There are some non-obvious changes to the standard as well. The output load capacity was adapted to the latest hardware requirements. There is a second +12V voltage slot for the CPU, so the other 12V current doesn't get overtaxed if there is a sudden surge in the CPU load.

Efficiency was notched up considerably, with the new standard 70% at peak and typical load, and 60% at lower loads. The recommended efficiency rates are as high as 75%, 80% and 68% respectively for peak, typical and lower load. (A typical load is defined as 50% and low capacity as 20% of overall output.) While an efficiency value of 70% looks pretty high at first glance, consider that it means the PSU itself consumes up 30% of the power, which it blows out of the case as waste heat. If the processor is not running at a high load, the percentage of unused power is even greater; at 50% this means fully half of the input energy dissipates as waste heat through the PSU. In light of this, it makes sense for users to think about whether they really need that huge 550 or 600 watt power supply - maybe you can get by with less power. It's also worth noting that the enormous amount of power used by today's CPUs makes the efficiency of the PSU dwindle somewhat into insignificance.

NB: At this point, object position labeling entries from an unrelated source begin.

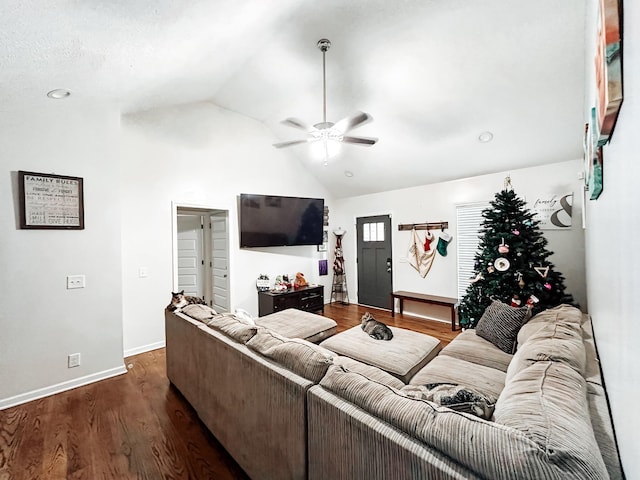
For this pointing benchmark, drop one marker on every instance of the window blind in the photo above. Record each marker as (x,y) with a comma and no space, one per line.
(469,218)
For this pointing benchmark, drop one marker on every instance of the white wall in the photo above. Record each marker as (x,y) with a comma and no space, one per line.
(613,260)
(437,202)
(42,322)
(199,155)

With a typical PC configuration using a Q-Technologies 460 W power unit, we measured the power consumption of the entire system at 195.8 watts, while the supply took a total of 247 watts. This works out to an efficiency of 79.3%, so the power unit is putting out some decent numbers here. Still, even here, over 50 watts still leave the unit as heat rather than contributing to computing. If the power supply has an even lower efficiency rating - no rare occurrence, by the way - you're sure to see the effect of the much higher power output on your energy bill. Simply put, an efficient PSU may cost more initially but can save you cold, hard cash, especially if the computer is left running all the time.